SuperCharge Decompiler

Anything QL Software or Programming Related.
Martin_Head
Aurora
Posts: 847
Joined: Tue Dec 17, 2013 1:17 pm

Re: SuperCharge Decompiler

Post by Martin_Head »

martyn_hill wrote:On a side note, I've already found at least one duplication of routine (ID: 204 - "RETRY_HERE") that appears twice in my disassembly (so far), only with very slightly different offsets for the BCC and LEA instructions (due to position-dependence)
The bcc's are the same, both $6404. The LEA's are pointing to different addresses.

I think I came across the same routine appearing twice in a program once before. Both doing the same job. Can't off hand remember what I did about it.

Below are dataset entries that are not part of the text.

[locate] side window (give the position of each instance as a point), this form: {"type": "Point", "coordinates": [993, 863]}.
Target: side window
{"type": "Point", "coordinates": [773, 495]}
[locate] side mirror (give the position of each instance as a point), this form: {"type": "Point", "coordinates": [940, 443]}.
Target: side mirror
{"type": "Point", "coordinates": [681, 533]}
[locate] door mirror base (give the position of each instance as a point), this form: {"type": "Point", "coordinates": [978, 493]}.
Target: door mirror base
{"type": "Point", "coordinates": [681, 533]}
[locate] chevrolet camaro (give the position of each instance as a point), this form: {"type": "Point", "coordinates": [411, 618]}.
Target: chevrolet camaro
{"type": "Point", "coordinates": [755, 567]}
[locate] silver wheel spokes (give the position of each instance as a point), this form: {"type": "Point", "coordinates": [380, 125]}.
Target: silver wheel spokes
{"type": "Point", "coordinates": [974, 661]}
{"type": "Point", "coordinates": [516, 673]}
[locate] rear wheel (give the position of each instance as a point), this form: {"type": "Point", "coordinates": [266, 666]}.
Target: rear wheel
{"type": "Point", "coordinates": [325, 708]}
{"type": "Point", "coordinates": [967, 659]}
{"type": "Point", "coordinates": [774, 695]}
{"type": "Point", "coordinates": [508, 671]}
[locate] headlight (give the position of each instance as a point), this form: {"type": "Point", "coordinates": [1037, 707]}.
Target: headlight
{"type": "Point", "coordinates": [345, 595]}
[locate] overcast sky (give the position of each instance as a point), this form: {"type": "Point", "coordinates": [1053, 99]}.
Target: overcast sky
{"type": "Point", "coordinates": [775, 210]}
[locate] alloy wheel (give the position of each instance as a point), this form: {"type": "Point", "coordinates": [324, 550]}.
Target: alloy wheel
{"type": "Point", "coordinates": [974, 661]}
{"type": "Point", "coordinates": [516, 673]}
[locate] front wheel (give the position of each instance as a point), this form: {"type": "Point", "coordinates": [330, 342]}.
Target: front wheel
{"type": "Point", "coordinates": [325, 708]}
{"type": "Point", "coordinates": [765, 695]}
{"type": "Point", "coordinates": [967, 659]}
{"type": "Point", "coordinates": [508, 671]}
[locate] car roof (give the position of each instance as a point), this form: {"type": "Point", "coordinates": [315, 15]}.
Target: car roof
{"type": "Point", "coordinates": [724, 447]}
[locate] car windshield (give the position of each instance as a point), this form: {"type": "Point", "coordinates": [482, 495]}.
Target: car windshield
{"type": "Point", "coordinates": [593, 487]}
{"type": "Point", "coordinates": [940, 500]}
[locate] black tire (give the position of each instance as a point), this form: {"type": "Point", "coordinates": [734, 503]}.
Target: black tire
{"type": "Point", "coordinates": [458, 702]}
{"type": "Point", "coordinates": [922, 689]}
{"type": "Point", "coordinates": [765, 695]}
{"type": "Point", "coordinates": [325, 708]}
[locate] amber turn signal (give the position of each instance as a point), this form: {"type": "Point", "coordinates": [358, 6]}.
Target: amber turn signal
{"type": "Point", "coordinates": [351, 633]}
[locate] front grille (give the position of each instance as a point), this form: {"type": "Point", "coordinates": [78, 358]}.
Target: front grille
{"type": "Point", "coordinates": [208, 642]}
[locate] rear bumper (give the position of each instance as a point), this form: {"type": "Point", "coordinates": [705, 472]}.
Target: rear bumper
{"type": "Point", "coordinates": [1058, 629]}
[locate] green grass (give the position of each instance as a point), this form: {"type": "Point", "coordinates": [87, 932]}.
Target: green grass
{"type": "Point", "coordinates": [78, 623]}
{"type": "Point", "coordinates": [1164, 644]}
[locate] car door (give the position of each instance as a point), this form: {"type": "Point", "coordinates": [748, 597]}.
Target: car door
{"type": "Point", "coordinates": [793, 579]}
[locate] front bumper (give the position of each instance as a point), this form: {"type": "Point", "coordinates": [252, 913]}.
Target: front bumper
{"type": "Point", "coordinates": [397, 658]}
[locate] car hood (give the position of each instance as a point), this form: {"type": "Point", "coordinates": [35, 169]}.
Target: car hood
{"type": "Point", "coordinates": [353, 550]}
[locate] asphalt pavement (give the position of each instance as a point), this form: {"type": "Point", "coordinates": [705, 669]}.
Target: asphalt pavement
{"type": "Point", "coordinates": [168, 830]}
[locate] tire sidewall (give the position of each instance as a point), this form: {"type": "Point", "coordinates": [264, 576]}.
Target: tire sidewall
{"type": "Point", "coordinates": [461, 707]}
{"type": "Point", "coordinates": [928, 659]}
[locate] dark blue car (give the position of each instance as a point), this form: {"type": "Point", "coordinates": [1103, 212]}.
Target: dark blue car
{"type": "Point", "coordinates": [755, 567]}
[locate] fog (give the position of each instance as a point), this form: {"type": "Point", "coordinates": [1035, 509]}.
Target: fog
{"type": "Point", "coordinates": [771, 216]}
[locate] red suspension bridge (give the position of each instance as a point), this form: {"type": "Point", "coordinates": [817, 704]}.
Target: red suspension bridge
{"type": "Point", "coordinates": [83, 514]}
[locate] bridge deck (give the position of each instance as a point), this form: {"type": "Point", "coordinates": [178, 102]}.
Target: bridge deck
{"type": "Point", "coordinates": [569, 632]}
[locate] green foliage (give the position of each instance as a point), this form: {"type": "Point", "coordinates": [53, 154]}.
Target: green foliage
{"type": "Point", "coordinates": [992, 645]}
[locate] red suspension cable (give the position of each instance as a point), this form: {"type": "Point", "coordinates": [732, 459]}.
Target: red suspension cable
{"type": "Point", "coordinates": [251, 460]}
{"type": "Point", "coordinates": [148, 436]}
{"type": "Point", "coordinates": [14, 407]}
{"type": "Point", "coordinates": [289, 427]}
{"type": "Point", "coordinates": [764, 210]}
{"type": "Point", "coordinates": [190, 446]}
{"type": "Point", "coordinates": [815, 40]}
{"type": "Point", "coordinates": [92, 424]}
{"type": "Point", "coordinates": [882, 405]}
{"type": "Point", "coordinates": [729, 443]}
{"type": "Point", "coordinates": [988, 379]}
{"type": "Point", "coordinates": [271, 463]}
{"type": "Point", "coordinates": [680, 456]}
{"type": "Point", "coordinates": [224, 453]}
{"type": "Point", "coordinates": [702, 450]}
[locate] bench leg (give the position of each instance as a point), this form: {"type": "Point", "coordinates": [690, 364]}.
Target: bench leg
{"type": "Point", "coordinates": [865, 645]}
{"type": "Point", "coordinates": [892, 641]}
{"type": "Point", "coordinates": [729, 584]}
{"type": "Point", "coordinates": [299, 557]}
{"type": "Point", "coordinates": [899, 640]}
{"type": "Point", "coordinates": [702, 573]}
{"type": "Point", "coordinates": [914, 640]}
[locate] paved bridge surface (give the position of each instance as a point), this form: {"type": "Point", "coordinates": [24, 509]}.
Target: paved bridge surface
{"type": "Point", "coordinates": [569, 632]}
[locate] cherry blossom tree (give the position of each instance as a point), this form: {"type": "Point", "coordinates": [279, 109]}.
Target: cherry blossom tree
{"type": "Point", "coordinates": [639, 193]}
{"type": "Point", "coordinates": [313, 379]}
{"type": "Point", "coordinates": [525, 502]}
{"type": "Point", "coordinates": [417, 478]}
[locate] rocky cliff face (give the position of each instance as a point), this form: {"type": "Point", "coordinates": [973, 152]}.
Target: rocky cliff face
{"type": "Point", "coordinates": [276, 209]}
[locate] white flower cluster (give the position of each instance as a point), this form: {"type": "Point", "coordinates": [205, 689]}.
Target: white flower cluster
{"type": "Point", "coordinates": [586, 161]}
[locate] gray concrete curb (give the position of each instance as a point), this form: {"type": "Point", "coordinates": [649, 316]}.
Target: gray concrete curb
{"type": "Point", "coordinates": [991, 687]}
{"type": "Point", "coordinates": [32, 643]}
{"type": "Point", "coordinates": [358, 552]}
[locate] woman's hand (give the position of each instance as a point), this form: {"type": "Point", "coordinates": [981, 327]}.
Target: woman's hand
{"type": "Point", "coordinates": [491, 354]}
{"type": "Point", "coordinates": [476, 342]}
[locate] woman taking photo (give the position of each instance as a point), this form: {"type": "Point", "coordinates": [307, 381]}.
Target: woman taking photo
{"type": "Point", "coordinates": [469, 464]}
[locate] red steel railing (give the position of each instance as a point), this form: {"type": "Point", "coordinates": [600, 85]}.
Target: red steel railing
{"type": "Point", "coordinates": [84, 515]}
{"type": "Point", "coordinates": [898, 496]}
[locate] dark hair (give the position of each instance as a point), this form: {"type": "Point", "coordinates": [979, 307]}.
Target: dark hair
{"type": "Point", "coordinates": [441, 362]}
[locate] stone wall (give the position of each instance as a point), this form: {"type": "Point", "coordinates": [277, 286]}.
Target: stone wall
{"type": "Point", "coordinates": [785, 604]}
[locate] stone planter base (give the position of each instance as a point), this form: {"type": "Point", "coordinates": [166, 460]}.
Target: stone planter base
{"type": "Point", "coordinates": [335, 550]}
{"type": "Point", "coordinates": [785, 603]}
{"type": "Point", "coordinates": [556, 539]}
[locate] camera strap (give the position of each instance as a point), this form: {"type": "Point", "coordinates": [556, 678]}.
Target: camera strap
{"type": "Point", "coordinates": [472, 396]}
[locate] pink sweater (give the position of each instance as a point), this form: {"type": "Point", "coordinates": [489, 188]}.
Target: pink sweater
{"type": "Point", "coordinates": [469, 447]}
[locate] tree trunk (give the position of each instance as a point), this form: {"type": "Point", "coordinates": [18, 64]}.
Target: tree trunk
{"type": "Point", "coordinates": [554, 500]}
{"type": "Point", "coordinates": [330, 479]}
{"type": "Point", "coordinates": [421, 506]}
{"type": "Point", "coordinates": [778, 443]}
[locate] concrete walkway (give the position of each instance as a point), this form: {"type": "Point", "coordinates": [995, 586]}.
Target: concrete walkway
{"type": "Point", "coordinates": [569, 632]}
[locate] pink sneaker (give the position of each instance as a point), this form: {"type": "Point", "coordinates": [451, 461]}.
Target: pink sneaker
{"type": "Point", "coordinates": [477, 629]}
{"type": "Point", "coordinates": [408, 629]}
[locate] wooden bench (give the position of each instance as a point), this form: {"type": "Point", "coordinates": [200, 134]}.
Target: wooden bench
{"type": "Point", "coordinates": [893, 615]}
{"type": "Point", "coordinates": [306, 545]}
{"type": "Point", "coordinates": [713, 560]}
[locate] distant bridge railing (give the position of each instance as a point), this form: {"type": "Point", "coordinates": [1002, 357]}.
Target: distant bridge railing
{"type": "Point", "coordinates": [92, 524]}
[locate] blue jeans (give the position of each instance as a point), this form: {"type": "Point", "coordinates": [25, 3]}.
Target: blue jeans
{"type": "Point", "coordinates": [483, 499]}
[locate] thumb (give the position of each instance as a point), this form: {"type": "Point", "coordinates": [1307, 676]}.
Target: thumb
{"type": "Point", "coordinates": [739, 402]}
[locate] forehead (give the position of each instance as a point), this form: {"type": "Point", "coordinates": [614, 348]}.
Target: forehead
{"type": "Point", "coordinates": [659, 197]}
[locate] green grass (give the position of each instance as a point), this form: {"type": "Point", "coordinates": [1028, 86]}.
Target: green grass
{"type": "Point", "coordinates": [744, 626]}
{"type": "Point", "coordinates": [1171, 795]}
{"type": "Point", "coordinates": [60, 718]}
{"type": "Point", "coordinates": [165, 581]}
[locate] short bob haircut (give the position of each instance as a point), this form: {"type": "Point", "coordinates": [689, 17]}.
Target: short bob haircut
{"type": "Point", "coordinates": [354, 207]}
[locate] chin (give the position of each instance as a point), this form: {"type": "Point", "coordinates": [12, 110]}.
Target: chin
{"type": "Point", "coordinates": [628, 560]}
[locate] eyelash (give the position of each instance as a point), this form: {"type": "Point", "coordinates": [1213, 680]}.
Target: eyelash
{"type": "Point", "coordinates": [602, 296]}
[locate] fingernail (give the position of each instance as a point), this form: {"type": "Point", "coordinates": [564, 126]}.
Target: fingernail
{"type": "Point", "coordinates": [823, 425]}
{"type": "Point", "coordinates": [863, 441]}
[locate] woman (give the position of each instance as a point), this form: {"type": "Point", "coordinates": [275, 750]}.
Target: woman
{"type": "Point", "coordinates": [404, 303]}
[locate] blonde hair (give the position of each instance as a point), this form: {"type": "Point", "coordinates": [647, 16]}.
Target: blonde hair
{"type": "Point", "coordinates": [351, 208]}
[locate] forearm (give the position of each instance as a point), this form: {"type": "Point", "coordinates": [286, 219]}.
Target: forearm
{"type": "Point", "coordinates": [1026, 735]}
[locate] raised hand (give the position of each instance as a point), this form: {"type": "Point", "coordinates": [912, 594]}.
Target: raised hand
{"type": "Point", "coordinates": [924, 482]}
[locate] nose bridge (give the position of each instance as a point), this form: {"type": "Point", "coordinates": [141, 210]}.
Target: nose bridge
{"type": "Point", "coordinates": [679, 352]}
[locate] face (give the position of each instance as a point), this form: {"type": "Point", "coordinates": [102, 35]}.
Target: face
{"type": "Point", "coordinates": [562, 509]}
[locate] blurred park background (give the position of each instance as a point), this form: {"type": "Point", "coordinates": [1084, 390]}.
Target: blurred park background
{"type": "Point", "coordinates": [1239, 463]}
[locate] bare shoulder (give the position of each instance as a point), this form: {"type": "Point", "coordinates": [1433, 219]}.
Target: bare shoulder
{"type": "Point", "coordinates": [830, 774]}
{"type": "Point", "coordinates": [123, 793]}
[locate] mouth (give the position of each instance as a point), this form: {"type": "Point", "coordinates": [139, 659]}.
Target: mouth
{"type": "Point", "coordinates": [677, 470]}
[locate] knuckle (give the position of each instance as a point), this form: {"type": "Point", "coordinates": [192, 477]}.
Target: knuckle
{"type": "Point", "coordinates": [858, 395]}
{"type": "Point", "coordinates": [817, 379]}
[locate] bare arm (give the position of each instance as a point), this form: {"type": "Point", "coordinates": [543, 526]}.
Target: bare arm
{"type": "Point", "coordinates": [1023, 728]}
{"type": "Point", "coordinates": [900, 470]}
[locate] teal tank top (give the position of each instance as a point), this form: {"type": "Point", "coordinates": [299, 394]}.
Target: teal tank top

I'm getting a little confused, Earlier you were talking about routines ending in the form JMP $00(a6,d0.L), but the sample you just supplied ends in JMP -$7C90(a6)?

JMP -$7C90(a6) is the format I have seen in all the compiled programs I have looked except FTCII. And I thought yours was doing the same as FTCII.

If you don't have a RETRY_HERE command in your source program, I would be surprised if the routine appeared in the executable code. I have not seen it in any of the test programs I have written without it.
RETRY_HERE is something I have only just come across when I was trying to find out which Turbo Toolkit commands were being handled by the compiled program internally, or were being called externally, such as things like PAUSE and OPEN. Although the RETRY_HERE routine is in the TCLibrary2_lib, I'm pretty sure that the decompiler program I up loaded here doe's not know about it .
In fact when I was trying to use WHEN_ERROR (or whatever it is in Turbo) in a test program. I could not get it to compile without error. It would fail on the END_WHEN (can't remember the error).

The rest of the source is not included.